Together opposition coalition wins Czech Republic election

The Together coalition narrowly overtook Prime Minister Andrej Babis's ANO party with 99% of voting districts already reporting.

Leader of Civic Democratic Party (ODS) and Together (SPOLU) coalition candidate for prime minister, Petr Fiala, gestures next to leader of KDU-CSL Marian Jurecka and leader of TOP 09 party Marketa Pekarova Adamova, at the party's election headquarters, in Prague, Czech Republic, October 9, 2021.
Reuters

Leader of Civic Democratic Party (ODS) and Together (SPOLU) coalition candidate for prime minister, Petr Fiala, gestures next to leader of KDU-CSL Marian Jurecka and leader of TOP 09 party Marketa Pekarova Adamova, at the party's election headquarters, in Prague, Czech Republic, October 9, 2021.

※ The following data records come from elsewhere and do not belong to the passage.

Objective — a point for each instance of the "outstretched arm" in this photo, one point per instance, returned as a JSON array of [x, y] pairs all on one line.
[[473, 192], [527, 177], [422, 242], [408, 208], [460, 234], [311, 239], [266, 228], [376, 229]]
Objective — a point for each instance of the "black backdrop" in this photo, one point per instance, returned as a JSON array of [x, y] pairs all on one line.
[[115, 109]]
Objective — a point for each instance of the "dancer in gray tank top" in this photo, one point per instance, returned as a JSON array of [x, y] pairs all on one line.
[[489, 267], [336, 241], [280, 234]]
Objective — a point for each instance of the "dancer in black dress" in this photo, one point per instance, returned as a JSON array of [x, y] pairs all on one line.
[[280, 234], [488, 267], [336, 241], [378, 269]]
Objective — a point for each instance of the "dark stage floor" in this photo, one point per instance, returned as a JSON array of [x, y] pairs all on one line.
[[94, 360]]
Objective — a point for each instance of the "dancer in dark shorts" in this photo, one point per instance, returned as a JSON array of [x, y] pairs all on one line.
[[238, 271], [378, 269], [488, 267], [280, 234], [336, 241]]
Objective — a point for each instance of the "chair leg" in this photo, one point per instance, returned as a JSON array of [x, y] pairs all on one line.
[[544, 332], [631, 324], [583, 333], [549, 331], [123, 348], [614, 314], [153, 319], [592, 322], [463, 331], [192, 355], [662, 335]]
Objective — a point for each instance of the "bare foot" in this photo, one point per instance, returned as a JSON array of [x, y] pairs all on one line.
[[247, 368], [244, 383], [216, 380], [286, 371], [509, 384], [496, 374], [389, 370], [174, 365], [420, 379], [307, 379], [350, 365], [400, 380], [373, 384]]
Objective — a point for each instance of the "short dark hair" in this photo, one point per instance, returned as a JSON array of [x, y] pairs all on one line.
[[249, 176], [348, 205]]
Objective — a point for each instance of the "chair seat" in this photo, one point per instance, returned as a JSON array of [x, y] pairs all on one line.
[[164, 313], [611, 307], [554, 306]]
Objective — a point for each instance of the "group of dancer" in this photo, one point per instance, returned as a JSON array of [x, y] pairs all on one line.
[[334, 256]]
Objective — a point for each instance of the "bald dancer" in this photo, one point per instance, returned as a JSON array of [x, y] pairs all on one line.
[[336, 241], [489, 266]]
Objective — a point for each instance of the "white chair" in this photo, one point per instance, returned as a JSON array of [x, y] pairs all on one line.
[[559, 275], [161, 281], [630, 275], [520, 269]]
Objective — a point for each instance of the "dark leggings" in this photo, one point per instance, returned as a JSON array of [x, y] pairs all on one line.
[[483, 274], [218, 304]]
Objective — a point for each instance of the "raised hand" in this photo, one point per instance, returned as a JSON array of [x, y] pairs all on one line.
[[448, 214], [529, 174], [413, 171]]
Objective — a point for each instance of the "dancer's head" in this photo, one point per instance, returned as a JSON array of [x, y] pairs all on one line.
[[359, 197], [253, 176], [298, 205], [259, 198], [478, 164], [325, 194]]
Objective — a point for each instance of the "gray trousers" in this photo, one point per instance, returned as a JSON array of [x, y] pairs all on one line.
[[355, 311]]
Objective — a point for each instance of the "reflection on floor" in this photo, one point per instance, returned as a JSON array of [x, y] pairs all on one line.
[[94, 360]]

The two main Czech opposition groups have secured a majority in a parliamentary election and will have a chance to form a government, Petr Fiala, the leader of the centre-right Together coalition, said on Saturday.

With the votes from 99.7% of the ballot stations counted, the Czech Statistics Office said Together, a liberal-conservative three-party coalition, captured 27.7% of the vote, beating Babis' ANO (Yes) party, which won 27.2%.

In another blow to the country's populists, another center-left liberal coalition of the Pirate Party and STAN, a group of mayors, received 15.5% of the vote to finish third, the statistics office reported.

The two coalitions have enough support together to create a new government.

Babis held an earlier lead, despite widespread accusations of financial impropriety and just a week after he was named in the Pandora Papers investigation.

With most of the almost all ballots counted, turnout had reached nearly 65 percent, up from 60.84 percent in the previous general election in 2017.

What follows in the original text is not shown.